There is very little doubt that the BBG merger and privatization plan will be in the long run far more costly for U.S. taxpayers than the current arrangement. Turning the BBG into another NPR-like structure will not only shortchange foreign audiences and human rights victims abroad, it will also create yet another area of political controversy at home. The Administration and the Congress would be wise to put a stop to this proposal before it even gets off the ground. If, upon further reflection, the BBG would withdraw its plan, it would be even better. If they are politically smart, all BBG members should take that action and save themselves and the American people a lot of headaches and unnecessary expenses such the legal costs involved and the $1.3 Deloitte consulting contract, which includes $150,000 for travel. That money could be better spent on producing radio and TV broadcasts to countries like China and Russia.
Free Media Online president Ted Lipien who had worked for the Voice of America and U.S. international broadcasting for over 30 years in various journalistic, managerial, marketing and executive positions, provided and BBG Watch websites with the following analysis:
“The decentralized model of U.S. international broadcasting with independent surrogate broadcasters and the Voice of America, each having a different mission and operating under different rules, served well the needs of the United States Government, the American people and radio listeners behind the Iron Curtain, as it now also serves information needs in countries like Iran, Iraq and Afghanistan. It worked initially much better for Radio Free Europe and Radio Liberty, but once the Voice of America’s editorial independence was protected by law in 1976 and VOA news reporting decentralized during the Reagan Administration, the dual arrangement became even more effective in promoting human rights, media freedom and understanding of America. After the United States Information Agency was abolished and the Broadcasting Board of Governors was created, this successful model was first weakened and may now be completely dismantled, with the Voice of America and U.S. public diplomacy being the primary losers. It would be great to have a BBC-like, journalistically  independent international and domestic multimedia broadcaster, well-funded and easily identified abroad as the voice of the American people and to some degree the U.S. Government but also able to offer targeted and hard-hitting news and commentary to countries without free media. But for a variety of historical and political reasons, this is not a good model for the United States. Privatization, centralization of news gathering and the removal of at least informal links between the Voice of America and the foreign policy community and U.S. public diplomacy will harm the cause of supporting media freedom, human rights and democracy. U.S. national security interests abroad will also be harmed by this proposal.
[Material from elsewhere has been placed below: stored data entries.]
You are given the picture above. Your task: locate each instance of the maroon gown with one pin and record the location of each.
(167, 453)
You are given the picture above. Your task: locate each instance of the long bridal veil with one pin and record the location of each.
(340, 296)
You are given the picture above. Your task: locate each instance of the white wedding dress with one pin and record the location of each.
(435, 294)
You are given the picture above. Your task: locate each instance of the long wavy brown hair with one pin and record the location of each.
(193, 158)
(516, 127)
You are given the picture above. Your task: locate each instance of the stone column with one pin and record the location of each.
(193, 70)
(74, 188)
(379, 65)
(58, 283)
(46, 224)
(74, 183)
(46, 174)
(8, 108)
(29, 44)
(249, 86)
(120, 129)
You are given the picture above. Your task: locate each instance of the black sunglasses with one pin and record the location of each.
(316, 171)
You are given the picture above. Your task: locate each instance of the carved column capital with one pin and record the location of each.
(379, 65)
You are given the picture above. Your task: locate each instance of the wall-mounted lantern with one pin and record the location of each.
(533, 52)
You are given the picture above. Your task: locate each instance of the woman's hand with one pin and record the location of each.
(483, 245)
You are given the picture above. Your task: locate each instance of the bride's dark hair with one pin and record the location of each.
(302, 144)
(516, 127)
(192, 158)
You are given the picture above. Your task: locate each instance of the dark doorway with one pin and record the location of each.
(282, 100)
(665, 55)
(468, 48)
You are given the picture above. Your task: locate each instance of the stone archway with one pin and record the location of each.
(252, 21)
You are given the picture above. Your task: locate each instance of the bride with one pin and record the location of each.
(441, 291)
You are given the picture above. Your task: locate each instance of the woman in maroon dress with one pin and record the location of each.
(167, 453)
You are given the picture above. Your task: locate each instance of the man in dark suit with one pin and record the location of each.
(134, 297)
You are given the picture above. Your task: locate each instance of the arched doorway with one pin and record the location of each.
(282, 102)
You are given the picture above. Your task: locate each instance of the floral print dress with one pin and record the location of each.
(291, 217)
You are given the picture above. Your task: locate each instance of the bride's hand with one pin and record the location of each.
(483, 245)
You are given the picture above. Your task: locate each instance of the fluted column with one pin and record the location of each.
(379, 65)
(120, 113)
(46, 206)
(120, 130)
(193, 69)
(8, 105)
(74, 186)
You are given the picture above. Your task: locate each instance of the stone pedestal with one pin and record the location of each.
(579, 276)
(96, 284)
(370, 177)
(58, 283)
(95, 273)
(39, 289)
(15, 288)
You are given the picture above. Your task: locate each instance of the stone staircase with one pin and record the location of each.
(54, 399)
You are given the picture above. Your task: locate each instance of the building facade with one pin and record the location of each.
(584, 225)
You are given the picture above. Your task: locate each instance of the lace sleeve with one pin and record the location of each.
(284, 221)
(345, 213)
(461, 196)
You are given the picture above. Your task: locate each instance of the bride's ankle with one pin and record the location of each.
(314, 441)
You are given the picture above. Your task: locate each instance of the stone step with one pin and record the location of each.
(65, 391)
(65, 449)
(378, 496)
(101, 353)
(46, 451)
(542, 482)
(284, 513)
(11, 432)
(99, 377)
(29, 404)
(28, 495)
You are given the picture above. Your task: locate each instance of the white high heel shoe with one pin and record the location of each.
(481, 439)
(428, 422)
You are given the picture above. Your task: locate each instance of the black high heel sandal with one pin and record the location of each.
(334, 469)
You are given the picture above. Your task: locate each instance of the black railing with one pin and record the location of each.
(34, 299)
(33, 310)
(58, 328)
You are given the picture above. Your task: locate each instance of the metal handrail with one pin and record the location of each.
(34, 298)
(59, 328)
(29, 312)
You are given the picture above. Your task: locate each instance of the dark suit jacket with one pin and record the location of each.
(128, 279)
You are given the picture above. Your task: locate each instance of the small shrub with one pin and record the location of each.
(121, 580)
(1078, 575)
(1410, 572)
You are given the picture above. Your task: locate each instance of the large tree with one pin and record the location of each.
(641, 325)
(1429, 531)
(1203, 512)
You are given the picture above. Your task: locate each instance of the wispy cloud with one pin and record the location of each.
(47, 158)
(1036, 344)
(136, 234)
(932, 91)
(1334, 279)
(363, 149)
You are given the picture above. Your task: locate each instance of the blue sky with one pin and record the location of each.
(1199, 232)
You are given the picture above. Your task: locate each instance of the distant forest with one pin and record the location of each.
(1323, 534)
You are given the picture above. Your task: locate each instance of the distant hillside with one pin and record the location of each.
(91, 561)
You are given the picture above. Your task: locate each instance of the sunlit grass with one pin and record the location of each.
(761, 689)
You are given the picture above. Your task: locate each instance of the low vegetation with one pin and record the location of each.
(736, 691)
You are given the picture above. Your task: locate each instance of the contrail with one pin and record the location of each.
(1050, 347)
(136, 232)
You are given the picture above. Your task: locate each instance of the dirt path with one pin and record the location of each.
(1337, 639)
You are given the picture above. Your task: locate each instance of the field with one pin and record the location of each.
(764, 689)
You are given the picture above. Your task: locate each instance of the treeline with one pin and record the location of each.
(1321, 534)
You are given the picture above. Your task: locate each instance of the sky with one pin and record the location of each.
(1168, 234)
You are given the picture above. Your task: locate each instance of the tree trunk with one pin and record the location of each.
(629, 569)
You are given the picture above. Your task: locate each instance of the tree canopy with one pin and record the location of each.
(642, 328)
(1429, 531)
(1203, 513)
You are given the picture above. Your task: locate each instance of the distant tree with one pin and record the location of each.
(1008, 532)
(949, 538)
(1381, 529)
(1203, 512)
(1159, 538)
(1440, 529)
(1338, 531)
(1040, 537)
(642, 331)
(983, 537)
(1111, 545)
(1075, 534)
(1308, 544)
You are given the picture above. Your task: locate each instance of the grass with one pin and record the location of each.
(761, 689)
Someone, somewhere — whether they are U.S. diplomats, political figures, corporate officers, or journalists — will have to decide what goes into U.S. Government-funded broadcasts and to where they should be directed. No one with any knowledge of the history of successful public diplomacy wants to see interference with journalistic freedom. U.S. ambassadors and other State Department officials should not exercise a veto power over what goes on the air. But a complete divorce of U.S. international broadcasting from the experience of the U.S. Government’s foreign affairs community may not be good either for America and the world. The system of checks and balances that developed between U.S. Government broadcasters and Government officials toward the end of the Cold War, although far from perfect, gave the United States the ability to send both authoritative and journalistically bold messages targeted to specific countries. It might be wise to study this history before deciding on a new arrangement.”